European Central Bank policy makers played down market expectations that a new round of long-term loans is imminent, even after President Mario Draghi indicated that he’s ready to provide funds to banks if needed.
“There has been no specific discussion on what the right instrument would be in case there would be a need for the ECB to act,” Executive Board member Benoit Coeure said at an event at the Bank of Finland in Helsinki today. “There is a clear commitment by the governing council of the ECB to make sure the liquidity we issue will remain ample.”
Coeure’s comments were echoed today by Finnish central bank governor Erkki Liikanen, Austria’s Ewald Nowotny and Vice President Vitor Constancio. The officials said that while a discussion is taking place within the ECB, Mario Draghi’s comment yesterday that he’s ready to deploy another LTRO if required didn’t mean they’re committed to action at the moment. Excess liquidity in the financial system is approaching the 200 billion-euro ($270 billion) level the Frankfurt-based central bank has previously signaled as a lower limit.
“It’s important for us to remind everyone that there are instruments in our box to be used if the data will justify it,” Constancio said at an event in Madrid. “We aren’t committed to any particular policy measures right now.”

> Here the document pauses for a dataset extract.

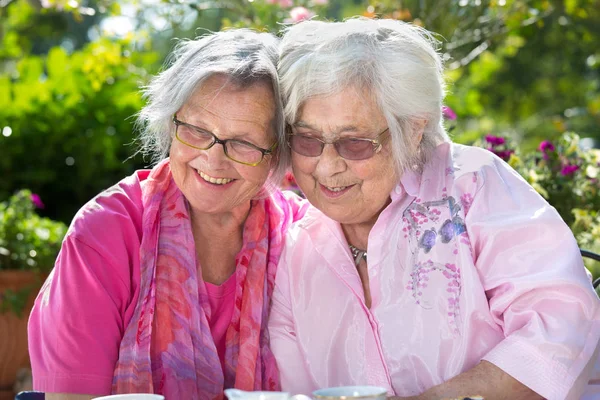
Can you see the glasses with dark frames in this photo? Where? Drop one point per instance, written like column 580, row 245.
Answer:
column 350, row 148
column 239, row 151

The euro fell yesterday and euro-area government debt, including German bunds, rose after Draghi’s comments. As a credit crunch in the 17-nation euro area loomed at the end of 2011, the ECB offered banks as much cash as they needed for up to three years, repeating the offer in early 2012. More than 1 trillion euros was injected into the financial system.
In Brussels yesterday, Draghi said the ECB is committed to keeping the cost of borrowing in the region in check as a fragile economic recovery takes hold, and is attentive to the effect that a reduction in stimulus in the U.S. may have on money-market rates in Europe.
“We are ready to use any instrument, including another LTRO if needed, to maintain the short-term money markets at the level that is warranted by our assessment of inflation in the medium term,” Draghi said in response to questions from members of the European Parliament.
The amount of spare cash in the financial system is dwindling as banks repay the three-year loans, helping to push up expectations of future borrowing costs this year as measured by Eonia forward rates. Those market rates have eased after the introduction of forward guidance on ECB interest rates in July and repeated pledges by officials to keep rates low.
Andrew Bosomworth, managing director of Pacific Investment Management Co., which runs the world’s biggest bond fund, told Bloomberg TV today that the ECB could still be forced into action by the end of the year.
“We’re looking at a very low growth profile in the euro zone,” he said. “If that does initiate the need for a policy change, we’re probably looking first of all at forward guidance -- words are cheap, the ECB will try and talk rates down -- and, failing that, another long-term refinancing operation, a two-year one at the December meeting.”
The ECB forecasts an economic contraction of 0.4 percent in the euro area this year and growth of 1 percent in 2014, while it expects inflation to average 1.5 percent and 1.3 percent, respectively. Nowotny said today that while the need for liquidity injections is falling, the ECB retains the ability to step in.
“It’s important to show that that we have all instruments available, and they are flexible,” Nowotny said at an event in Vienna. A further LTRO “is a discussion we are having and will have in the ECB,” he said.